DAYTON, Wash. — Firefighters from Arizona, Oregon and New Mexico joined the fight Thursday against a group of fast-growing wildfires in southeastern Washington, and officials said they still need more help.
“The call has gone out,” said Louise Day, fire information officer at the Columbia County fires. “The growth potential for the fires is still extreme.”
Two hundred buildings were threatened by the fires, which covered nearly 100 square miles near Dayton on Thursday – up from 53 square miles Wednesday. Two homes had been destroyed, 35 outbuildings had been damaged and about 300 people had been urged to evacuate. More than 500 firefighters were battling the blazes.
The state Department of Natural Resources generally keeps several firefighting teams free for initial attack on new blazes. But those teams have been busy for weeks, and the state has nearly exhausted its resources, said Public Lands Commissioner Doug Sutherland.
On Thursday, Sutherland ordered up a DC-10 jet capable of dropping as much as eight times more retardant than the usual air tanker. The giant plane, which is owned by a private contractor, costs $26,000 an hour, with a minimum of three hours a day.
Sutherland said he expects to use the jetliner, which can drop a line of retardant 50 feet wide and more than a mile long, for two days, or about six hours, including travel time from Southern California.
“It’s not inexpensive, but depending on how you use it, it could very well be less expensive than using other resources that are currently not even available,” he said in a telephone interview from Olympia.
Gov. Chris Gregoire declared a state of emergency Wednesday, allowing state agencies to send money and resources to help local jurisdictions battle the blazes.
Conditions were better for firefighting Thursday, with lower winds and temperatures. But forecasts call for higher temperatures and dry conditions over the weekend and into next week.
In Walla Walla County, in southeastern Washington, some residents along Coppei Creek were urged to evacuate as three fires burned nearby.
In eastern Oregon, wildfires burned through tens of thousands of acres of grass, sagebrush and juniper. Most of the fires were started by lightning.

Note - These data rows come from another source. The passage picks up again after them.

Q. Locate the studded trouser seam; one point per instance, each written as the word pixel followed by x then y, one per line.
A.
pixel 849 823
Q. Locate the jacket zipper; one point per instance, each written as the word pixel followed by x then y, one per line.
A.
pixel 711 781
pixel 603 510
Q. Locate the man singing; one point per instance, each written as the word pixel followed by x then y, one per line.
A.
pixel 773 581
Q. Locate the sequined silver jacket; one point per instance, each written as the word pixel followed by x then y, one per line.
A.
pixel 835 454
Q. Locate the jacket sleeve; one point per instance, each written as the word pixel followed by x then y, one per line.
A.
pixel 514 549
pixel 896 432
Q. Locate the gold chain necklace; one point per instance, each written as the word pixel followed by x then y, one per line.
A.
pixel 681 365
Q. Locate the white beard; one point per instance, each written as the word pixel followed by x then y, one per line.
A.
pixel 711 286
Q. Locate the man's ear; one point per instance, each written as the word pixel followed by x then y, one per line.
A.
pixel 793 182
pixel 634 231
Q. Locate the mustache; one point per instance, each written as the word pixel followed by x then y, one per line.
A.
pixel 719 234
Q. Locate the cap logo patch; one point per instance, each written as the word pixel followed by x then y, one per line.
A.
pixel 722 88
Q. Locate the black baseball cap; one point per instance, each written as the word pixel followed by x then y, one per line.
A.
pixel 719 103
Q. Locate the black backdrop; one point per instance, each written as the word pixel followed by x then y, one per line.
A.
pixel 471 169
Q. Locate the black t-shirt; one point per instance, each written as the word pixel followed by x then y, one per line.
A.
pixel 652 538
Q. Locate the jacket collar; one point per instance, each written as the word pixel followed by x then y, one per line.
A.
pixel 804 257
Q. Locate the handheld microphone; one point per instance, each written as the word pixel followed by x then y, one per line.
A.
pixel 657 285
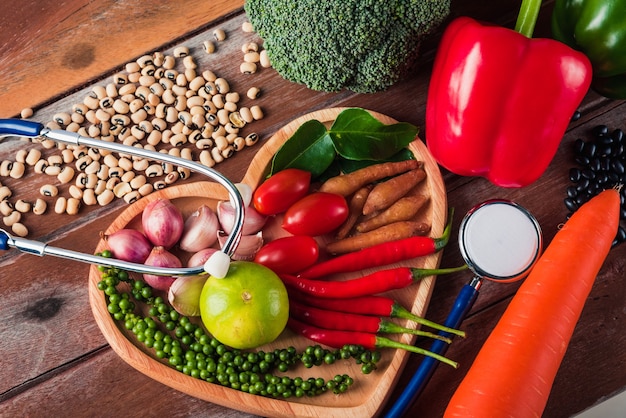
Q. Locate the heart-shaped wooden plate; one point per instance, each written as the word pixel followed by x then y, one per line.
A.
pixel 369 393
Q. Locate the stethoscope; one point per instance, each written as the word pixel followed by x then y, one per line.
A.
pixel 500 241
pixel 30 129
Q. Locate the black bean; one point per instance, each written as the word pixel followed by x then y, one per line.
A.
pixel 590 150
pixel 580 160
pixel 572 192
pixel 571 204
pixel 617 166
pixel 574 174
pixel 579 145
pixel 600 130
pixel 618 135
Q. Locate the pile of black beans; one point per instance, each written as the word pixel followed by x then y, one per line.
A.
pixel 600 164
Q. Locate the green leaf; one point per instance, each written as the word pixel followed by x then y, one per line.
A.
pixel 357 135
pixel 309 148
pixel 348 166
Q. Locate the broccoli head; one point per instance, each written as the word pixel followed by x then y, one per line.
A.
pixel 329 45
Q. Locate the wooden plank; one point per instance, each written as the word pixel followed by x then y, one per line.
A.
pixel 49 49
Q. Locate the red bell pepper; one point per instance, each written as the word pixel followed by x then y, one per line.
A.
pixel 500 101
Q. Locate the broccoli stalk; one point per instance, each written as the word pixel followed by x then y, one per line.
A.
pixel 330 45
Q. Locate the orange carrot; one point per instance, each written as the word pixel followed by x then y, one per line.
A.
pixel 513 373
pixel 389 232
pixel 387 193
pixel 404 209
pixel 355 208
pixel 346 184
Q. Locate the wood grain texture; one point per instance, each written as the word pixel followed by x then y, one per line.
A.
pixel 49 49
pixel 368 395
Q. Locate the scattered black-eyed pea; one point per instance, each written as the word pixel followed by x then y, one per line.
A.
pixel 172 177
pixel 248 68
pixel 251 139
pixel 89 197
pixel 121 189
pixel 40 206
pixel 257 112
pixel 75 191
pixel 252 56
pixel 236 120
pixel 33 156
pixel 208 46
pixel 206 158
pixel 21 155
pixel 132 196
pixel 181 51
pixel 60 205
pixel 264 59
pixel 52 170
pixel 183 173
pixel 146 189
pixel 49 190
pixel 67 174
pixel 23 206
pixel 5 168
pixel 26 113
pixel 5 193
pixel 160 185
pixel 17 170
pixel 72 206
pixel 6 208
pixel 19 229
pixel 216 155
pixel 105 197
pixel 219 34
pixel 246 114
pixel 11 218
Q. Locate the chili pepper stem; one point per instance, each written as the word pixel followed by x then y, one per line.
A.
pixel 388 343
pixel 442 241
pixel 400 311
pixel 392 328
pixel 527 17
pixel 419 274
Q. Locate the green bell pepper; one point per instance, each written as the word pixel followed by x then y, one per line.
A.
pixel 598 29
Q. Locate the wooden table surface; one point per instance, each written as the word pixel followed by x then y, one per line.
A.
pixel 55 361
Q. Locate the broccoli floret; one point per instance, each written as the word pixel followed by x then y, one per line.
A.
pixel 328 45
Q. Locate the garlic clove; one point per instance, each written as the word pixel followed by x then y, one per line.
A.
pixel 184 294
pixel 248 246
pixel 253 221
pixel 217 265
pixel 246 194
pixel 200 230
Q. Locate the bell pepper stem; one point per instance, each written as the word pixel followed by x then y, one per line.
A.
pixel 527 17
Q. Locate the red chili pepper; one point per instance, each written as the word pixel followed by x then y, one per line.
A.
pixel 381 254
pixel 344 321
pixel 337 339
pixel 377 282
pixel 499 101
pixel 378 306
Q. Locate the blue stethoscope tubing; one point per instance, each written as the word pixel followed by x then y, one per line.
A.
pixel 464 302
pixel 32 129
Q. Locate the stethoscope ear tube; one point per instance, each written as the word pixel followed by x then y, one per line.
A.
pixel 30 129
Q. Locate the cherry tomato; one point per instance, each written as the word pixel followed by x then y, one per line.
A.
pixel 316 214
pixel 281 190
pixel 288 254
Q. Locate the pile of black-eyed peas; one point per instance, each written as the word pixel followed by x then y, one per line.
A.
pixel 160 101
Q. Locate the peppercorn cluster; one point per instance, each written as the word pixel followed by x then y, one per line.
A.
pixel 188 348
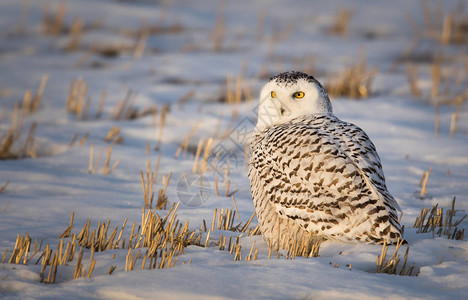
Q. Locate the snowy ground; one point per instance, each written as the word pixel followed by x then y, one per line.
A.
pixel 182 51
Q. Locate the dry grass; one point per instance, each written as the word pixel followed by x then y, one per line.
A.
pixel 354 82
pixel 433 220
pixel 423 183
pixel 157 242
pixel 9 142
pixel 9 148
pixel 389 266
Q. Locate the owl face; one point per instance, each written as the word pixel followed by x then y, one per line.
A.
pixel 289 95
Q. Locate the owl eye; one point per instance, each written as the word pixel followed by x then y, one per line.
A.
pixel 298 95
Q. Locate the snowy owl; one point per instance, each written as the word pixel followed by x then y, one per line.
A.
pixel 313 175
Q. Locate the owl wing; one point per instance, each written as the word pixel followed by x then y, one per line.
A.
pixel 327 177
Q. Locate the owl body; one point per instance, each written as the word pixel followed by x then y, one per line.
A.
pixel 315 176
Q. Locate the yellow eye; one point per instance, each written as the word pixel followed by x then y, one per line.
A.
pixel 298 95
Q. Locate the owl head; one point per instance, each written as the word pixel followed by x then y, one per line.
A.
pixel 289 95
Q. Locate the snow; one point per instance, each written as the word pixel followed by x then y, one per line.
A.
pixel 43 191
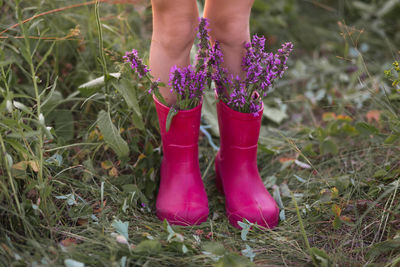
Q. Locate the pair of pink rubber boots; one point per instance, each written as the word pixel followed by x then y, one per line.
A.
pixel 182 199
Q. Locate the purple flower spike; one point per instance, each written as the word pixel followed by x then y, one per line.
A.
pixel 261 69
pixel 136 63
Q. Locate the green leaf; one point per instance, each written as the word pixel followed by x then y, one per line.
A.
pixel 148 246
pixel 274 114
pixel 98 81
pixel 391 139
pixel 64 124
pixel 210 112
pixel 215 248
pixel 234 260
pixel 111 135
pixel 337 223
pixel 320 258
pixel 366 129
pixel 121 228
pixel 45 56
pixel 171 114
pixel 73 263
pixel 128 92
pixel 383 248
pixel 327 146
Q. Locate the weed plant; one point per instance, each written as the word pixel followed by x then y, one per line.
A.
pixel 80 145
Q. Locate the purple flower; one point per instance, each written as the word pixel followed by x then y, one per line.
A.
pixel 204 41
pixel 261 69
pixel 136 63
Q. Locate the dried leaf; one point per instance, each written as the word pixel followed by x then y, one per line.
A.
pixel 373 115
pixel 68 242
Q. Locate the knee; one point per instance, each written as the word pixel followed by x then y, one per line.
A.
pixel 231 32
pixel 174 28
pixel 231 26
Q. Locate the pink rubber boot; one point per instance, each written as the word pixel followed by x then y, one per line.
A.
pixel 236 169
pixel 181 199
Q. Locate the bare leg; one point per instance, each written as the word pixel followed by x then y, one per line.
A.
pixel 229 24
pixel 174 30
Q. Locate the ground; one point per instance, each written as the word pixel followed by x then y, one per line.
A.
pixel 83 191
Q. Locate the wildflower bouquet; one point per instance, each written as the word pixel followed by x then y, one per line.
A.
pixel 188 83
pixel 261 70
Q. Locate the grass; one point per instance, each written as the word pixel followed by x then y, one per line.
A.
pixel 84 191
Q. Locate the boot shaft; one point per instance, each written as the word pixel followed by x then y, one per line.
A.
pixel 184 128
pixel 239 131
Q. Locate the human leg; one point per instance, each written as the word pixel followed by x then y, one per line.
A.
pixel 236 169
pixel 174 30
pixel 229 25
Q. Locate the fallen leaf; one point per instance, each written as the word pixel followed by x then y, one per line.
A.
pixel 282 160
pixel 82 221
pixel 34 165
pixel 344 118
pixel 113 172
pixel 327 116
pixel 106 164
pixel 22 165
pixel 97 207
pixel 373 115
pixel 68 242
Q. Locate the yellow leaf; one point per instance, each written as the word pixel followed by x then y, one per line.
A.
pixel 113 172
pixel 328 116
pixel 344 118
pixel 106 164
pixel 373 115
pixel 335 192
pixel 336 209
pixel 34 165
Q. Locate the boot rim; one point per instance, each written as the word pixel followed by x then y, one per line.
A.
pixel 181 112
pixel 238 114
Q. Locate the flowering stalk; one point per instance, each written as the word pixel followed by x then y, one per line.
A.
pixel 261 69
pixel 188 83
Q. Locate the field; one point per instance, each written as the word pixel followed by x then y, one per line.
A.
pixel 80 144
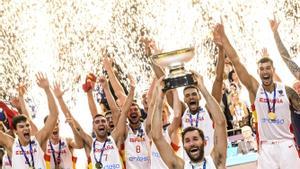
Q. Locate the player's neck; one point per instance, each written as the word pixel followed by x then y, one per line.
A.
pixel 135 126
pixel 55 140
pixel 101 139
pixel 269 88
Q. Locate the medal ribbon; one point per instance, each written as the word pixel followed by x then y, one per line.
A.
pixel 53 152
pixel 274 100
pixel 24 153
pixel 191 119
pixel 102 149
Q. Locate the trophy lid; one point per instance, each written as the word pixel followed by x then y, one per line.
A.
pixel 174 57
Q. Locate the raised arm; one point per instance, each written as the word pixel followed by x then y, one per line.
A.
pixel 86 139
pixel 77 141
pixel 249 81
pixel 88 88
pixel 165 150
pixel 43 134
pixel 294 68
pixel 218 83
pixel 294 98
pixel 110 99
pixel 6 140
pixel 24 108
pixel 120 130
pixel 220 135
pixel 152 94
pixel 116 85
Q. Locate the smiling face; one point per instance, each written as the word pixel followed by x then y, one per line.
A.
pixel 134 114
pixel 100 126
pixel 194 144
pixel 296 87
pixel 266 71
pixel 55 133
pixel 192 98
pixel 23 130
pixel 109 120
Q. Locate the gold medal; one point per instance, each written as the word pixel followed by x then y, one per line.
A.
pixel 98 165
pixel 272 116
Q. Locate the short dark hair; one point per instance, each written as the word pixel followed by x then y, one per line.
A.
pixel 98 115
pixel 190 87
pixel 264 60
pixel 107 113
pixel 189 129
pixel 18 119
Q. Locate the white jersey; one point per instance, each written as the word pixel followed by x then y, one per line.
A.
pixel 110 154
pixel 65 160
pixel 6 162
pixel 208 164
pixel 137 149
pixel 273 129
pixel 156 160
pixel 18 158
pixel 202 121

“It’s been hectic,” said Tara Wilson, spokeswoman for firefighting agencies south of Burns. “We are getting tired, and our crews are getting tired. Things are stretched pretty thin. We’ve just had too much of the high winds, and the fires are pretty erratic in their behavior. It’s going to be a long fight.”
In Montana, firefighters continued to battle a blaze in a subdivision east of Billings that had burned nearly 3,900 acres – or roughly 6 square miles. It was 85 percent contained by Thursday evening.
More than 7 million acres, about 11,000 square miles, have burned across the U.S. this year, well above the average of about 4.4 million acres by this time of year, according to the National Interagency Fire Center.